Needless to say, I was glad to contribute to their high turnover rate.

But mostly I think about Boston Pizza, the last job I had before college, and ultimately my inspiration to go find a better life for myself. They treated me so poorly that I think my parents are still boycotting them back home.

But the point is, these are the places that I was forced to work when all I had was a high school education (or less). The 10-year old version of myself would punch me in the face if he heard me complain about ANYTHING work-related today. All I’ve ever wanted to do was write for a living, and now I do that every day.
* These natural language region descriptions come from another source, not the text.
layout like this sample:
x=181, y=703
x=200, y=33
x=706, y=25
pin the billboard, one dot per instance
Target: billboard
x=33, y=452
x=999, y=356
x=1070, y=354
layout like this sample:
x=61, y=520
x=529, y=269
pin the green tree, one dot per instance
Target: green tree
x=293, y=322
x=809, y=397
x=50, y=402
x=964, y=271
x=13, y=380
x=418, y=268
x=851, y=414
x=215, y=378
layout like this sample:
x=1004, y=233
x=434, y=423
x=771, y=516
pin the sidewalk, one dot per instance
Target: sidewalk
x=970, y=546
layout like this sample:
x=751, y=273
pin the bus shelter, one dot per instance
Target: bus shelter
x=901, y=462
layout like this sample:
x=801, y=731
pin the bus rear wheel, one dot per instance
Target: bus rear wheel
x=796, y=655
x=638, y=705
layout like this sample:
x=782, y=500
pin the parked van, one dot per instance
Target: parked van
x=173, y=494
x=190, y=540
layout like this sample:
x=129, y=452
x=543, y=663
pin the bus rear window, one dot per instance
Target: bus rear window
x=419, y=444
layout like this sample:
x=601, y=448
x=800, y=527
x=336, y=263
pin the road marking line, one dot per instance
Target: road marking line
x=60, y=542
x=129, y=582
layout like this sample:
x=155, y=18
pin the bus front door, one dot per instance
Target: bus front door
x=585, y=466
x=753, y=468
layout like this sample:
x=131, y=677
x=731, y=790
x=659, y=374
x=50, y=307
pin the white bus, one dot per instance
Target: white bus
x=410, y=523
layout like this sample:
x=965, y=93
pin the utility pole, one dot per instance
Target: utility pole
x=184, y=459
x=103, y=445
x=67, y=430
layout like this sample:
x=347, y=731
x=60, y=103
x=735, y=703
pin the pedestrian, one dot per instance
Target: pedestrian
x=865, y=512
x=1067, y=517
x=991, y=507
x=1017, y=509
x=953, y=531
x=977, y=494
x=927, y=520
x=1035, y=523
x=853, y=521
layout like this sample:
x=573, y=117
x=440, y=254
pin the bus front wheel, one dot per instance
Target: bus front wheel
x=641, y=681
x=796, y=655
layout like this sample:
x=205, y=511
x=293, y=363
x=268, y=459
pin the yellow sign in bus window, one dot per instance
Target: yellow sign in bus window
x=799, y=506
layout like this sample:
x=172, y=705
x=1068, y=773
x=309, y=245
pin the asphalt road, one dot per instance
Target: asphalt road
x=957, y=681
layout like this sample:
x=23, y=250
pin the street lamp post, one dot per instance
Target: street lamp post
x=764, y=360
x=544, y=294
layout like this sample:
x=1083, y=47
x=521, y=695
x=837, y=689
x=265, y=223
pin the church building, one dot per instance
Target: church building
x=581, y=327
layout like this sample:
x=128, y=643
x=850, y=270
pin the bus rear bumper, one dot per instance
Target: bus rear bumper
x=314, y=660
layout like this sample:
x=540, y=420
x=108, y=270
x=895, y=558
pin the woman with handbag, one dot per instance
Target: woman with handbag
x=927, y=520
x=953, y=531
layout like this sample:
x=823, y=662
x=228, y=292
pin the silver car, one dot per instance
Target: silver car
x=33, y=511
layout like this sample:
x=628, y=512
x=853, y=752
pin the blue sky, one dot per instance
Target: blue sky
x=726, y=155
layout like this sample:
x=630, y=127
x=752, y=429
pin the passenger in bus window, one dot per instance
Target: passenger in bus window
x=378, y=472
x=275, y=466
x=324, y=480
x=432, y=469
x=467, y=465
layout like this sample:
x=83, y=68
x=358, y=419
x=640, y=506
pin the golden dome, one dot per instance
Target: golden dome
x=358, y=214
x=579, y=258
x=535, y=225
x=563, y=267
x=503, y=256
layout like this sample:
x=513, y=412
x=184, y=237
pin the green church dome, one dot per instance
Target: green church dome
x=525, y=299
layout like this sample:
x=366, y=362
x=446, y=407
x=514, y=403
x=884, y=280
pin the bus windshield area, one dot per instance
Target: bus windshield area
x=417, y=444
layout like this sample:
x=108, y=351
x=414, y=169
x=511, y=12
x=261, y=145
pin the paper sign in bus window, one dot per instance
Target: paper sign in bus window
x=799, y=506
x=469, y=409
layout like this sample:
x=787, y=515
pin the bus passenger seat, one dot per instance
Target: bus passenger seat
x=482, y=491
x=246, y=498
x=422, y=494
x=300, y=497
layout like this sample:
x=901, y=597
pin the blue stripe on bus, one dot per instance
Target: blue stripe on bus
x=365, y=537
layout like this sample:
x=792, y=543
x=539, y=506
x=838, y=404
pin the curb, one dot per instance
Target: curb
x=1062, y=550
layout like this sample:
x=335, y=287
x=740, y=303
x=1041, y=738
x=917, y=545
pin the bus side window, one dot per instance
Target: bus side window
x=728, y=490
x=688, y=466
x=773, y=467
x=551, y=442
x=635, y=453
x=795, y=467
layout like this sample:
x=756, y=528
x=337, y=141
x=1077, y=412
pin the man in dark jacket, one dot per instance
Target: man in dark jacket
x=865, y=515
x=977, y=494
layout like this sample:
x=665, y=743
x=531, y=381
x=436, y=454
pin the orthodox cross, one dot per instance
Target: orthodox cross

That should really be the only pertinent information.

Louis C.K. does a great job of pointing out flaws in humans like this, that most of us never even think of.

Here’s his take on all of the things that people take for granted these days, and it’s painfully accurate, and worth watching.

“How quickly the world owes him something he knew existed only 10 seconds ago.”

Bag Boy

I’m finally starting to relax a little here in Fort Mac, as I get settled in here and accustomed to my new home.  It just keeps on getting better-looking around here as Summer comes closer, which I think is helping the process.  I will be posting photographic evidence of this claim, so look forward to that.

My drive home.

I got to spend the day checking out a full-scale wildfire exercise the other day, which was pretty cool, and I will possibly – I cannot stress the word ‘possibly’ enough here – be golfing, which would be the first time ever, on behalf of the Fort McMurray Today, for charity on Friday.  If this does happen, I will be sure there are plenty of cameras on site to capture the most hilariously embarrassing moment of my life.  I suppose there is a remote possibility that I will just turn out to be an indescribably talented golfer, a la Happy Gilmore… but don’t hold your breath.

Gregoire Lake

Anyways, now the reason you all clicked this link.

The bag boy’s name is Sean Graham, and it took me all of about a week to learn his name, so I guarantee you that every single citizen of Fort McMurray knows who this guy is.  It’s not a terribly long story, and I don’t have all of the details, so here it is:

Gregoire Lake…

Mr. Graham, probably a little younger than me, proposed that all plastic bags found in grocery stores, or any stores, be removed permanently.  I assume this was some sort of enviro-friendly-fueled suggestion. Council, obligated to take all requests from their citizens seriously, said, “Okay, we will put this suggestion to a vote on Date X.”

Date X came around, and apparently only a couple of councillors actually cared enough to show up for the vote, and of course, the ones who DID care enough to show up, were the ones who were in favour of the suggestion.  The vote passed, and Fort McMurray is now a plastic bag black hole.  Only in a small town, folks.

…Gregoire Lake…

Hmm, have I written enough to be able to stuff all of my photos into this post?  I have no idea.  If not, I’ll just throw the rest down below.  Have a good night!